Kanemoto N, Akizuki T, Ogawa S, Oosuzu F, Nakamura Y
Jpn Heart J. 1976 Mar;17(2):172-9. doi: 10.1536/ihj.17.172.
Relationships between P wave abnormalities in lead II and V1 and clinical as well as hemodynamic findings and the prognosis of 27 attacks of AMI were evaluated. 1) Patients with clinical left ventricular failure showed large negative deflections in lead V1 compared to patients without. 2) There was a significant correlation between the magnitude of PTF-V1 and PCW (r=-0.75, p less than 0.01). 3) In 20 of the 27 attacks (74%), PTF-V1 correctly identified whether or not PCW was normal on admission. 4) Patients with frequent premature beats and any of the bundle branch blocks had a large negative deflection in V1 compared to patients without. 5) There was a significant correlation between the magnitude of PTF-V1 and Peel's prognostic index (r=-0.74, p less than 0.01). Moreover, 70% of the patients with abnormal PTF-V1 (less than -0.03 mm-sec) and elevated Peel's prognostic index (more than 12) died during hospitalization. 6) The patients who died during hospitalization had a large negative deflection in lead V1 compared to those patients who survived. 7) Patients with past history of old myocardial infarction had a larger negative deflection in lead V1 compared to the patients without past history of old myocardial infarction. 8) There is no correlation between the duration and amplitude of P wave in lead II and PCW. 9) Thus, it is concluded that in patients with AMI, the magnitude of PTF-V1 reflects the level of PCW and is useful as a parameter for therapy and prognosis evaluation.

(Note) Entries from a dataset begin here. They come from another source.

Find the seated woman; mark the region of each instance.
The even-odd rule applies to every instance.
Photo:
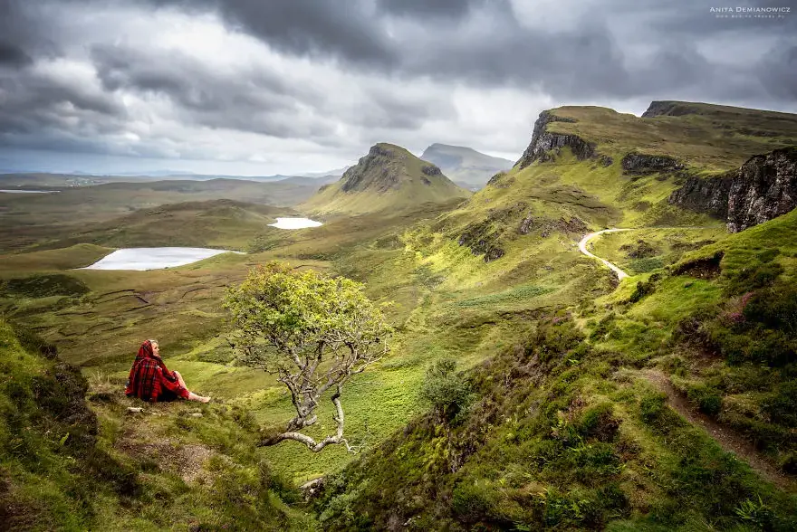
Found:
[[[151,403],[174,401],[178,397],[199,403],[210,401],[210,397],[202,397],[189,392],[182,375],[166,367],[160,357],[158,340],[147,340],[141,344],[133,367],[130,368],[125,394]]]

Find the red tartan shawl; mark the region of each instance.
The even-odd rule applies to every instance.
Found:
[[[164,390],[174,392],[180,397],[188,396],[188,390],[180,385],[177,375],[166,367],[163,359],[155,356],[152,343],[147,340],[139,347],[125,394],[156,403]]]

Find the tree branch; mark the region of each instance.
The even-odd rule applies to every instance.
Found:
[[[360,451],[360,447],[350,445],[349,443],[349,441],[343,437],[343,423],[345,418],[343,415],[343,406],[342,404],[341,404],[341,387],[339,385],[338,390],[332,394],[331,397],[332,404],[335,405],[336,413],[332,419],[335,420],[335,423],[338,425],[337,430],[335,431],[335,434],[333,436],[327,436],[321,442],[316,442],[310,436],[302,434],[302,432],[297,432],[295,431],[287,431],[280,434],[274,434],[273,436],[264,438],[260,441],[260,443],[258,443],[258,447],[268,447],[271,445],[276,445],[280,442],[284,442],[285,440],[293,440],[299,442],[300,443],[303,443],[307,446],[308,449],[310,449],[313,452],[319,452],[327,445],[344,444],[346,445],[346,451],[351,453],[357,453]]]

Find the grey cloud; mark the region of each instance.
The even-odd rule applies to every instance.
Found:
[[[378,0],[383,13],[412,17],[450,17],[457,19],[467,14],[475,3],[482,0]]]
[[[214,10],[234,27],[281,52],[341,57],[366,66],[392,64],[389,38],[374,24],[365,0],[142,0],[156,5]]]

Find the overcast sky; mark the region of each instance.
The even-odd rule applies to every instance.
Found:
[[[0,171],[291,174],[381,141],[516,159],[561,105],[797,112],[795,5],[0,0]]]

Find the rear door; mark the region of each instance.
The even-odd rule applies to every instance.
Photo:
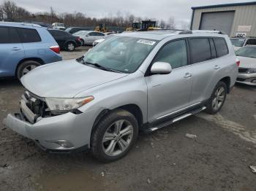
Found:
[[[154,58],[152,63],[169,63],[173,71],[146,77],[148,121],[165,119],[188,106],[192,80],[187,50],[186,39],[181,39],[164,45]]]
[[[193,104],[209,98],[216,85],[216,78],[221,69],[221,63],[217,58],[212,38],[189,38],[189,44],[193,82],[190,104]]]
[[[16,28],[0,26],[0,77],[15,76],[24,49]]]

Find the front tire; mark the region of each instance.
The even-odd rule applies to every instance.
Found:
[[[28,61],[20,63],[17,69],[17,77],[20,79],[23,76],[40,65],[39,63],[34,61]]]
[[[132,114],[124,109],[111,112],[92,133],[92,153],[104,163],[118,160],[128,153],[138,134],[138,121]]]
[[[227,85],[220,81],[208,101],[206,112],[208,114],[217,114],[222,107],[227,96]]]

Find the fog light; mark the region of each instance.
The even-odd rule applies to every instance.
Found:
[[[74,145],[67,140],[53,140],[53,141],[46,141],[49,143],[57,144],[61,147],[65,149],[72,149],[74,147]]]

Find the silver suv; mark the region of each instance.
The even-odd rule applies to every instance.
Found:
[[[218,31],[124,33],[25,75],[21,112],[4,123],[45,150],[90,149],[113,161],[139,130],[218,112],[237,74],[230,41]]]

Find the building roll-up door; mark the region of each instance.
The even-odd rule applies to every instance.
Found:
[[[203,12],[200,29],[222,31],[230,35],[234,15],[234,11]]]

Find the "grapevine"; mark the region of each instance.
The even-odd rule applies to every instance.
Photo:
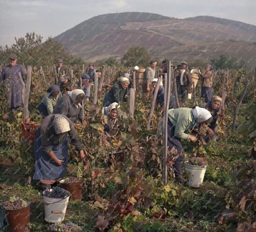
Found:
[[[70,177],[64,179],[62,183],[65,185],[74,185],[74,184],[80,181],[81,181],[81,179],[79,178],[76,177]]]
[[[46,190],[44,195],[49,197],[65,198],[70,195],[70,193],[59,187],[53,187],[52,189]]]
[[[80,227],[72,222],[66,223],[55,223],[51,225],[50,229],[51,231],[55,232],[80,232],[82,229]]]
[[[3,205],[3,208],[7,210],[19,210],[27,206],[30,202],[18,197],[11,197],[9,201],[7,201]]]

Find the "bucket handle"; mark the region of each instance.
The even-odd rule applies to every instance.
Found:
[[[63,214],[63,212],[62,212],[62,211],[58,211],[57,210],[55,210],[55,211],[51,211],[51,213],[62,214]]]
[[[55,203],[58,203],[58,202],[59,202],[60,201],[62,201],[64,199],[66,199],[67,198],[67,197],[65,196],[65,197],[64,198],[62,198],[60,199],[59,201],[56,201],[56,202],[52,202],[52,203],[46,203],[45,201],[44,202],[44,205],[51,205],[51,204],[54,204]]]

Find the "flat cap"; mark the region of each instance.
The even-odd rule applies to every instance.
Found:
[[[12,60],[15,60],[18,58],[18,57],[15,54],[11,53],[8,55],[8,58],[9,59],[11,59]]]
[[[181,64],[186,64],[186,65],[187,65],[187,66],[188,66],[188,63],[187,63],[186,61],[182,61],[182,62],[181,63]]]

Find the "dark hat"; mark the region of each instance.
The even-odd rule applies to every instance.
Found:
[[[186,61],[182,61],[182,62],[181,63],[181,64],[186,64],[186,65],[187,65],[187,66],[188,66],[188,63],[187,63]]]
[[[182,65],[182,64],[178,64],[178,65],[177,65],[177,69],[184,69],[184,68],[183,67],[183,65]]]
[[[18,57],[16,55],[13,53],[11,53],[8,55],[8,58],[9,59],[11,59],[12,60],[15,60]]]
[[[81,76],[82,80],[89,80],[90,79],[90,76],[88,74],[83,73]]]

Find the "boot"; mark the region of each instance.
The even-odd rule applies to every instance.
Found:
[[[177,175],[175,177],[175,181],[182,184],[185,182],[186,180],[181,175]]]

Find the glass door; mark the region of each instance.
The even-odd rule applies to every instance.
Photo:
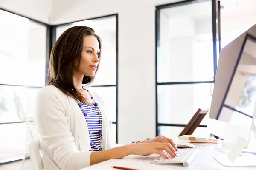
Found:
[[[157,6],[157,135],[178,135],[198,108],[210,107],[216,70],[215,3]],[[205,130],[206,121],[195,133]]]

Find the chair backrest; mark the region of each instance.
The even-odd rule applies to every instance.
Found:
[[[40,140],[36,140],[29,144],[29,154],[34,170],[44,169],[42,156],[40,154]]]

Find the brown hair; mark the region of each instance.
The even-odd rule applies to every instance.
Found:
[[[86,36],[94,36],[98,40],[101,51],[99,57],[100,59],[101,40],[94,30],[85,26],[71,27],[61,35],[52,49],[48,72],[49,80],[47,84],[54,85],[66,94],[84,103],[86,103],[85,100],[75,88],[73,81],[74,69],[78,71],[80,64],[84,38]],[[78,63],[74,68],[74,60],[76,59],[78,59]],[[89,85],[94,79],[94,76],[84,76],[82,84]]]

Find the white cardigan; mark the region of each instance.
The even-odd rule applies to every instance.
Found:
[[[90,91],[102,113],[102,150],[113,147],[104,103]],[[36,98],[35,123],[41,138],[44,169],[79,170],[90,166],[89,131],[75,99],[55,86],[40,89]],[[116,146],[122,145],[116,145]]]

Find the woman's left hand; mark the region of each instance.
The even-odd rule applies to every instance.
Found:
[[[176,151],[178,151],[178,148],[174,142],[173,142],[173,140],[171,139],[165,137],[163,135],[159,136],[151,139],[140,141],[137,142],[137,143],[146,143],[156,142],[160,143],[169,143],[172,147],[173,147],[174,149],[175,149]]]

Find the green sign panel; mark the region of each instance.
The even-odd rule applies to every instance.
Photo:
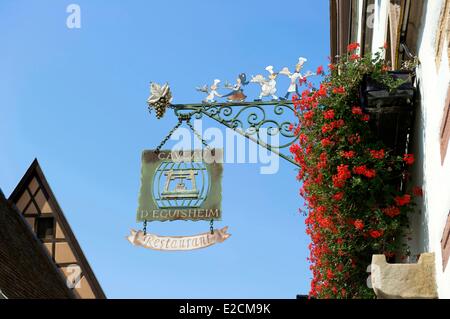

评估了27例急性心肌梗死发作时II导联和V1导联P波异常与临床及血流动力学表现以及预后之间的关系。1)与无临床左心室衰竭的患者相比,有临床左心室衰竭的患者V1导联出现大的负向波。2)PTF-V1的大小与肺毛细血管楔压(PCW)之间存在显著相关性(r = -0.75,p < 0.01)。3)在27次发作中的20次(74%),PTF-V1能够正确识别入院时PCW是否正常。4)与无频发早搏和任何束支传导阻滞的患者相比,有频发早搏和任何束支传导阻滞的患者V1导联有大的负向波。5)PTF-V1的大小与皮尔预后指数之间存在显著相关性(r = -0.74,p < 0.01)。此外,PTF-V1异常(小于-0.03 mm-sec)且皮尔预后指数升高(大于12)的患者中有70%在住院期间死亡。6)与存活患者相比,住院期间死亡的患者V1导联有大的负向波。7)有陈旧性心肌梗死病史的患者V1导联的负向波比无陈旧性心肌梗死病史的患者更大。8)II导联P波的时限和振幅与PCW之间无相关性。9)因此,得出结论:在急性心肌梗死患者中,PTF-V1的大小反映了PCW的水平,可作为治疗和预后评估的一个参数。